LONDON, OCT. 1 -- With British Prime Minister Margaret Thatcher at his side, Vice President Bush stood before a video camera supplied by his presidential campaign today and insisted that his trip to Europe has been "all substance and no politics."

The vice president's remark appeared to contradict the assessments of his own staff, senior U.S. diplomats and officials in the host countries he has visited, all of whom have said that the Bush visit to Poland and Western Europe was designed as a prelude to his Oct. 12 announcement as a formal candidate.

When asked by a reporter outside Thatcher's official residence at 10 Downing Street whether the journey was the "opening salvo in your campaign," Bush replied, "No, it was not."

"Most people that are serious about foreign affairs I hope by now realize it was not," he added. "I recall going to China in 1983 and the first question off the plane was, 'Are you here to help yourself politically?' I wasn't then and I'm not now . . . So hopefully this trip will be viewed as what it's supposed to be and that is continuing consultations."

Bush, who spent four days in Poland, is now criss-crossing Western Europe for meetings with allied leaders. He returns to Washington Saturday.

A reporter outside 10 Downing Street pointed to the Bush campaign camera and asked the vice president, "If you say this is not a political trip, why are you having this camera?"

"I hope those pictures will be very good when I get into politics and {when} I get back I'll be in it right from the beginning," Bush said.
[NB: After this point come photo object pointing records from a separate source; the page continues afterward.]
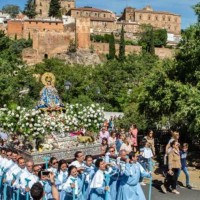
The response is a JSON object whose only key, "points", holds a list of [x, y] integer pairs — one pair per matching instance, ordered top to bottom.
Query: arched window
{"points": [[163, 18]]}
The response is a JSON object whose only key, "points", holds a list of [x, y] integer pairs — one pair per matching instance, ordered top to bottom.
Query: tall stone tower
{"points": [[42, 7]]}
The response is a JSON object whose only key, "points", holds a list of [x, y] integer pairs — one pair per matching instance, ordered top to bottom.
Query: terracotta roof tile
{"points": [[91, 9]]}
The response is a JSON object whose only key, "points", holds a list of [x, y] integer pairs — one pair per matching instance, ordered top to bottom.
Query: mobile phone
{"points": [[45, 173]]}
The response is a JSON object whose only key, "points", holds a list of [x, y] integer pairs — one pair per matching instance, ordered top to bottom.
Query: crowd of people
{"points": [[117, 174]]}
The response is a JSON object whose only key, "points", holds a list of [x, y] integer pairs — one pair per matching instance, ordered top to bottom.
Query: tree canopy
{"points": [[11, 9], [30, 9], [54, 9]]}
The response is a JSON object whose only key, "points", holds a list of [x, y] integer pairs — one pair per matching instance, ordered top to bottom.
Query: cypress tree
{"points": [[29, 9], [54, 9], [151, 42], [122, 45], [112, 50]]}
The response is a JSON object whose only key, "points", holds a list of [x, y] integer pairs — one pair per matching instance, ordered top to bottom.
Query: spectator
{"points": [[103, 134], [134, 134], [112, 139], [150, 139], [119, 141], [126, 145], [104, 146], [183, 154], [53, 164], [174, 164], [37, 191]]}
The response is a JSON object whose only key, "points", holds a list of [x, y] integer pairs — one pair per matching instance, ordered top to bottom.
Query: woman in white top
{"points": [[112, 139], [126, 145], [53, 165], [62, 173], [72, 188]]}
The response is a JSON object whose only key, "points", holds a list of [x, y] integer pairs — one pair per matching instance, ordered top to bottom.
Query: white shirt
{"points": [[147, 153], [77, 164], [15, 169], [61, 176], [98, 179], [21, 182], [69, 182]]}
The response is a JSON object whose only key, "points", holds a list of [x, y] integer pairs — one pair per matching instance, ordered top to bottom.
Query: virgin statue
{"points": [[49, 98]]}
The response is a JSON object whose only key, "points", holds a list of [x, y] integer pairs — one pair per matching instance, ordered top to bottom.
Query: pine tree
{"points": [[29, 9], [54, 9], [122, 45], [151, 49], [112, 50]]}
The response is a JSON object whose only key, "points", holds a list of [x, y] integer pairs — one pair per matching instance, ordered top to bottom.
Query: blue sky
{"points": [[181, 7]]}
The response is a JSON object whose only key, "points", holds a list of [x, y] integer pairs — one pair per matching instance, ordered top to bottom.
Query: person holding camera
{"points": [[174, 165], [99, 187], [72, 188], [38, 192]]}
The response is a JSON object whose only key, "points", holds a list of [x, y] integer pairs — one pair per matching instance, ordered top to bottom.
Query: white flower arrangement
{"points": [[34, 123]]}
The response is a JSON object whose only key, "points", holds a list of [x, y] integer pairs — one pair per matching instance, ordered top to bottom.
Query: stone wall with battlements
{"points": [[42, 7], [103, 48]]}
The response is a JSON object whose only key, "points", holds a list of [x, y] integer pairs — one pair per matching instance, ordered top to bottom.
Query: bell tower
{"points": [[42, 7]]}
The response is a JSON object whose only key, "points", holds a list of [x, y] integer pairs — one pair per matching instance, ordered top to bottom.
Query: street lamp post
{"points": [[68, 85]]}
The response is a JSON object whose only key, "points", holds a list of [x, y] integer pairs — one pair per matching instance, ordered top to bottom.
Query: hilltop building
{"points": [[42, 7], [53, 36]]}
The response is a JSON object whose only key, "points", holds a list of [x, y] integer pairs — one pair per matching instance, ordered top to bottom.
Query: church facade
{"points": [[42, 7]]}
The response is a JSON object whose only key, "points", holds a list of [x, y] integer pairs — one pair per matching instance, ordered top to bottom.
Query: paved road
{"points": [[185, 194]]}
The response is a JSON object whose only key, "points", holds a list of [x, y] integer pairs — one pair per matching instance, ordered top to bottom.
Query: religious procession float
{"points": [[52, 128]]}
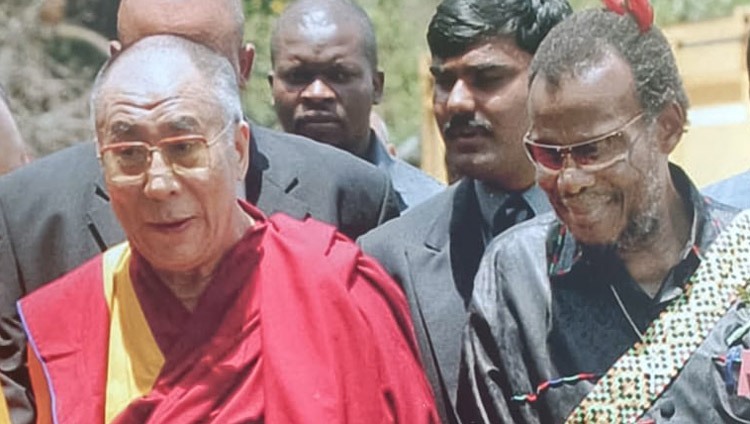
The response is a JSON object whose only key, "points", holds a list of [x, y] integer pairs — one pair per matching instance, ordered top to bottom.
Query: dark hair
{"points": [[341, 10], [460, 24], [586, 38]]}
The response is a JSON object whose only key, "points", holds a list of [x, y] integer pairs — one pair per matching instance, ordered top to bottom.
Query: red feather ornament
{"points": [[616, 6], [640, 10]]}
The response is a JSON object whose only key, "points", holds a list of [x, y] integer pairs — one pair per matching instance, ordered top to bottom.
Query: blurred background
{"points": [[50, 51]]}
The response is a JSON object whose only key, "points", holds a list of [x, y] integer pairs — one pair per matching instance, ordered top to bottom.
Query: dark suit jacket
{"points": [[55, 214], [433, 251]]}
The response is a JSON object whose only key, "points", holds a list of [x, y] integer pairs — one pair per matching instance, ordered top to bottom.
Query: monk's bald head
{"points": [[316, 16], [218, 24]]}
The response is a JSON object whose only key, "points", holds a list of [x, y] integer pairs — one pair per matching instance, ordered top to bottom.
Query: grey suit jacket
{"points": [[412, 185], [55, 215], [433, 252]]}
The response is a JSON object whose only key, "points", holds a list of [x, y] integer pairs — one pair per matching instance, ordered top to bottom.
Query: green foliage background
{"points": [[401, 26]]}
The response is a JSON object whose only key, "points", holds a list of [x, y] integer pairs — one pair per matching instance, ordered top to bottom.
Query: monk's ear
{"points": [[115, 47], [247, 57], [670, 126], [241, 147]]}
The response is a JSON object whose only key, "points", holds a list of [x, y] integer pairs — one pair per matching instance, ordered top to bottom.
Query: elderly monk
{"points": [[211, 312]]}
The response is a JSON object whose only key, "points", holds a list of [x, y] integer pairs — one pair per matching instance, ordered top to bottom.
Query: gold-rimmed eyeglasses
{"points": [[591, 155], [127, 162]]}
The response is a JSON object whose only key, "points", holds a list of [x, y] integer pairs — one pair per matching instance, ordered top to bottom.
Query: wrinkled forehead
{"points": [[144, 85], [584, 104]]}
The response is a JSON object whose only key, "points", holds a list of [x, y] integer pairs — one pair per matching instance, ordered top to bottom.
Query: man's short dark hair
{"points": [[338, 9], [460, 24], [586, 38]]}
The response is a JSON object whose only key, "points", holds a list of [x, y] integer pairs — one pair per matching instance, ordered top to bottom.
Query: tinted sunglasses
{"points": [[591, 155]]}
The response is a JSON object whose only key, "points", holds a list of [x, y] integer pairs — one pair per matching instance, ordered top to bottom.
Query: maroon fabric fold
{"points": [[298, 326]]}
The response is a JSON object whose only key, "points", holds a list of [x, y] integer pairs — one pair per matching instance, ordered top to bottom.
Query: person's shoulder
{"points": [[307, 155], [54, 173], [416, 175], [414, 185], [733, 191], [416, 223], [522, 242], [67, 287]]}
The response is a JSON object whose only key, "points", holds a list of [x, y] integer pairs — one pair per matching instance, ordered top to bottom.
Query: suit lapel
{"points": [[268, 185], [102, 223], [443, 271]]}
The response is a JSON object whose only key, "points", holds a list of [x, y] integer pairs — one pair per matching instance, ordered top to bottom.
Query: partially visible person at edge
{"points": [[481, 52], [325, 80], [13, 150], [735, 190], [55, 212], [620, 307], [209, 311]]}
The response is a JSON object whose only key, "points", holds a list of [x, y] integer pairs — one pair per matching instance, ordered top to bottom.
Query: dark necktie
{"points": [[511, 212]]}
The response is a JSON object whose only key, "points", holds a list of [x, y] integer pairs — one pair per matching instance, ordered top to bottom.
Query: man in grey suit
{"points": [[481, 51], [325, 80], [55, 213]]}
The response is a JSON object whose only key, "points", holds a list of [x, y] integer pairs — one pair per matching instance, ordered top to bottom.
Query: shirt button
{"points": [[667, 409]]}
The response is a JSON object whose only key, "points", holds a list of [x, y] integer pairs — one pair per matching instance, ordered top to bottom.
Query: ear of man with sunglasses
{"points": [[621, 306]]}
He added that there is "nothing inappropriate," citing President Reagan's campaign cameras in his 1984 visit to Normandy. "For that to be the whole focus simply would be misunderstanding the importance of this trip," he said.

Asked about the U.S. presidential campign, Thatcher replied, "I have no vote." Pressed as to whether she would want to see Bush in office to carry on the arms control process, she said, "You are tempting me into spheres in which I shall not be tempted. I am not easily provoked."

Thatcher said she wanted to "confirm" that the meetings with Bush were substantive and then, turning away, said, "Now, I'm not quite sure about you. I have some other engagements."

"It's the best news I've had in ages," Bush said. "Thank you, I'll go with you."

Senior U.S. officials have said there is no urgent need for talks now with the allies, who generally have supported the forthcoming U.S.-Soviet accord eliminating medium-range and shorter-range missiles in Europe.